Yes, he proved that Mike Wise is an idiot. Twitter is simply a channel of communication, albeit an annoying one. Mike Wise is a sports columnist for one of the most respected newspapers in the world. So Mike Wise proved that, yes, he is capable of using the institutional respect that his employer has garnered to trick people, very momentarily, into believing something that's not true. This would also work if he just made some shit up and put it in his WaPo column—people would believe it momentarily, and then it would come out that it's actually false, and everyone would curse Mike Wise for being a fucking idiot, just like they are now. (Including his own colleagues).

Wise has apologized, but he still seems to think that he proved something here: "But in the end, it proved two things: 1. I was right about nobody checking facts or sourcing and 2. I'm an idiot.
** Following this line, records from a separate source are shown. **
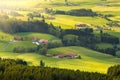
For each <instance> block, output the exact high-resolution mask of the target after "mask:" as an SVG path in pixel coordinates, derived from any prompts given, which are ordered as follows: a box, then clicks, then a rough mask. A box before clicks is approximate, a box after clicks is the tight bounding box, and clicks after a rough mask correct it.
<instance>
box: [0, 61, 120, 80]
mask: <svg viewBox="0 0 120 80" xmlns="http://www.w3.org/2000/svg"><path fill="white" fill-rule="evenodd" d="M17 62H18V61H16V60H13V59H0V79H1V80H113V77H112V76H109V75H105V74H100V73H93V72H91V73H90V72H81V71H79V70H76V71H74V70H68V69H58V68H50V67H45V63H44V62H43V61H42V60H41V61H40V66H36V67H35V66H27V65H26V64H23V63H17ZM22 62H24V61H22ZM118 70H119V69H118Z"/></svg>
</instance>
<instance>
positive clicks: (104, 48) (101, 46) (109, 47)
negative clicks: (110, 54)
mask: <svg viewBox="0 0 120 80" xmlns="http://www.w3.org/2000/svg"><path fill="white" fill-rule="evenodd" d="M96 46H97V47H98V48H99V49H106V48H113V46H112V44H109V43H99V44H97V45H96Z"/></svg>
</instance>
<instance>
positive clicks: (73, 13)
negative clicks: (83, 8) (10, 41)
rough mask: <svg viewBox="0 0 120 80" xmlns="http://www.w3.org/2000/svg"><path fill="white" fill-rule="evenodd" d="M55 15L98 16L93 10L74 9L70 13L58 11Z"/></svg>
mask: <svg viewBox="0 0 120 80" xmlns="http://www.w3.org/2000/svg"><path fill="white" fill-rule="evenodd" d="M55 14H65V15H72V16H97V15H98V14H97V13H96V12H93V11H92V10H91V9H74V10H70V11H61V10H56V12H55Z"/></svg>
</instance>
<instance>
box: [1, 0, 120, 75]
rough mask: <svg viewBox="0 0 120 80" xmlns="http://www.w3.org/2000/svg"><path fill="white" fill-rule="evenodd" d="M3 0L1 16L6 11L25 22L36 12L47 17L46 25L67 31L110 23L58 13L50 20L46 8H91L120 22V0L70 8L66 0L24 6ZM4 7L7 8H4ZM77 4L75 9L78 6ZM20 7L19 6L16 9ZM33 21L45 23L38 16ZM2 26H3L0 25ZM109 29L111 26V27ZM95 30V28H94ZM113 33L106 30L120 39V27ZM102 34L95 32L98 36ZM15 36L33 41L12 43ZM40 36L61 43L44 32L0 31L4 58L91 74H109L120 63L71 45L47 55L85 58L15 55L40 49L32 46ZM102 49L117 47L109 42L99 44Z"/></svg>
mask: <svg viewBox="0 0 120 80" xmlns="http://www.w3.org/2000/svg"><path fill="white" fill-rule="evenodd" d="M0 1H2V3H1V5H0V10H1V11H0V14H3V13H2V10H3V12H4V11H5V12H6V14H7V13H9V11H14V12H18V13H19V14H21V15H22V16H11V15H9V14H8V16H9V17H10V18H17V19H20V20H23V21H28V16H27V15H28V14H29V13H33V12H35V11H36V12H38V13H40V14H41V15H42V16H44V17H45V22H47V23H48V24H50V23H53V25H55V26H61V28H63V29H74V28H75V24H82V23H84V24H87V25H90V24H94V25H97V26H101V27H103V25H106V24H107V23H108V22H109V21H108V20H106V19H104V18H102V17H99V16H96V17H86V16H85V17H84V16H79V17H78V16H70V15H60V14H55V15H53V16H54V17H55V19H52V20H50V19H46V17H47V16H50V14H48V13H46V12H45V9H46V8H50V9H53V10H63V11H69V10H72V9H83V8H85V9H91V10H93V11H94V12H96V13H98V14H104V15H112V16H111V17H109V18H110V19H111V20H113V21H117V22H118V23H120V8H118V7H120V6H119V4H120V2H119V0H107V1H101V0H92V1H90V0H69V3H70V6H66V5H65V1H64V0H51V1H50V0H47V1H44V0H26V1H25V0H21V2H20V3H18V2H17V0H15V1H13V2H11V1H9V0H7V2H6V1H3V0H0ZM4 5H7V6H5V7H4ZM74 5H75V6H74ZM15 6H17V7H15ZM33 20H39V21H40V20H41V18H36V17H34V19H33ZM0 26H1V25H0ZM107 27H109V26H108V25H107ZM91 28H95V27H91ZM111 28H112V30H111V31H110V30H104V32H107V33H109V34H111V35H113V36H116V37H118V38H120V27H115V26H113V27H111ZM97 33H98V32H95V34H97ZM14 36H20V37H24V38H29V40H28V41H27V40H26V41H18V42H13V43H10V40H13V39H14ZM33 37H37V38H39V39H47V40H49V41H52V40H57V41H61V40H60V39H59V38H57V37H55V36H52V35H50V34H44V33H35V32H29V33H16V34H8V33H4V32H2V31H0V57H2V58H15V59H17V58H19V59H23V60H25V61H27V62H28V64H29V65H30V66H33V65H35V66H38V65H39V63H40V60H43V61H44V62H45V64H46V66H50V67H58V68H66V69H74V70H77V69H79V70H81V71H89V72H100V73H106V71H107V69H108V67H110V66H112V65H116V64H120V58H117V57H114V56H111V55H107V54H103V53H100V52H96V51H93V50H89V49H87V48H83V47H77V46H69V47H60V48H53V49H49V50H48V52H47V53H50V54H66V53H74V54H77V55H80V56H81V58H82V59H66V58H63V59H59V58H53V57H46V56H43V55H39V54H37V53H13V49H14V48H15V47H18V46H21V47H25V48H26V47H27V48H29V47H30V48H34V47H37V46H36V45H35V44H33V43H32V40H31V39H32V38H33ZM97 46H98V47H100V48H109V47H110V48H111V47H113V46H112V44H108V43H100V44H97ZM117 46H118V47H119V48H120V44H118V45H117ZM117 55H118V57H119V56H120V51H118V52H117Z"/></svg>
Apologies to all involved." He also said, "Bottom line: I picked a lousy way to show we have no credibility in this medium, in the social networking medium, and that nobody checks these things out. It was just not a good way to do it. If i had to do it all over again I would have picked another way."

No, you proved nothing, Mike Wise. Nothing! All you did was confirm that it is possible for a journalist with a respectable title at a trusted news outlet to squander his credibility in exchange for momentarily getting the public to fall for a fabrication. Jayson Blair did this with much more style than you, anyhow.